[Haskell-beginners] Haskell triangular loop (correct use of (++))

Rein Henrichs rein.henrichs at gmail.com
Mon Apr 11 21:10:44 UTC 2016


Compilers generally don't provide memoization optimizations because there
isn't a single dominating strategy: it varies on a case-by-case basis. (For
example, memoization of some functions can take advantage of structures
with sub-linear indexing, but this can't be done generically.)
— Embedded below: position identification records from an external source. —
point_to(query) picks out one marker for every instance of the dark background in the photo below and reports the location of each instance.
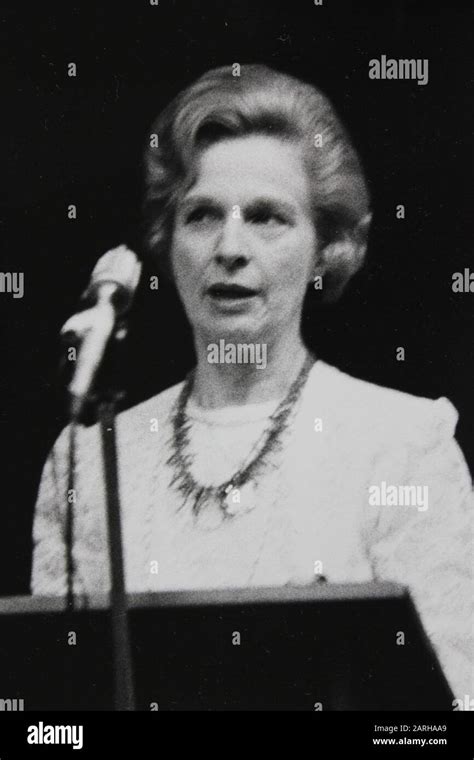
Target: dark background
(79, 140)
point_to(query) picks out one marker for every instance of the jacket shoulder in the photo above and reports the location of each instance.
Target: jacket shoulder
(386, 411)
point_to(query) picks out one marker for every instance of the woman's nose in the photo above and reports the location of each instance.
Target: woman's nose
(230, 246)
When you can implement your own memoization yourself within the language
with exactly the properties you desire (and a number of libraries have
already done so for many common strategies ([1], [2], [3], [4])), there has
been little motivation to add an implementation to GHC which is either
inferior by way of its generality or extremely complex by way of its many
special cases.

[1]: https://hackage.haskell.org/package/MemoTrie
[2]: https://hackage.haskell.org/package/memoize
[3]: http://hackage.haskell.org/package/data-memocombinators
[4]: https://hackage.haskell.org/package/representable-tries

On Sun, Apr 10, 2016 at 10:06 PM Silent Leaf <silent.leaf0 at gmail.com> wrote:

> I'm sorry to hear, no implicit memoization (but then is there an explicit
> approach?). in a pure language, this seems hardly logical, considering the
> functional "to one output always the same result" and the language's
> propensity to use recursion that uses then previous values already
> calculated. Really hope for an explicit memoization! and i don't mean a
> manual one ^^ if that is even possible?
>
> Anyway, i just don't get your function f. you did get that in mine, xs was
> the value of my comprehension list, aka [.s1..n] ++ [0]
> From there, if I'm not wrong, your function creates a list of all
> truncated lists, I supposed to be used with a call for the nth element?
> True, it memorizes all needed things, and in theory only "drops" once per
> element of the list.
>
> As for incorporating it, i'm thinking, local variable? ^^ the function
> itself could be outside the comprehension list, in a let or where, or
> completely out of everything, I don't really see the problem. then it's
> just a matter of it being called onto xs inside the comprehension list,
> like that:
> result = [(x,y) | let xs = [1,2,3,0], let yss = f xs, (x,i) <- zip xs
> [1,2..], y <- yss !! i, x /= y]
> The remaining possible issue is the call to !!... dunno if that's costy or
> not.
>
> The best way to go through the list I suppose would be by recursion... oh
> wait, I'm writing as I'm thinking, and I'm thinking:
> result = [(x,y) | let xs = [1,2,3,0], let yss = f xs, x <- xs, ys <- yss,
> y <- ys, x /= y]
> after all, why not use the invisible internal recursion? What do you think?
>
> As for the number-instead-of-number-list, the crucial point i mentioned
> was to determine the maximum number of digit (biggest power of ten
> reached), and fill up the holes of the smaller numbers with zeroes, so your
> examples would be:
> [1,2,3] = 123 --maximum size of a number = 1, no need to fill up
> [12,3] = 1203 --maximum size of a number = 2 digits, thus the hole beside
> 3 gets filled with a zero, just like on good old digital watches ^^
> Do you think extraction of clusters of digits from numbers would be
> advantageous, efficiently speaking?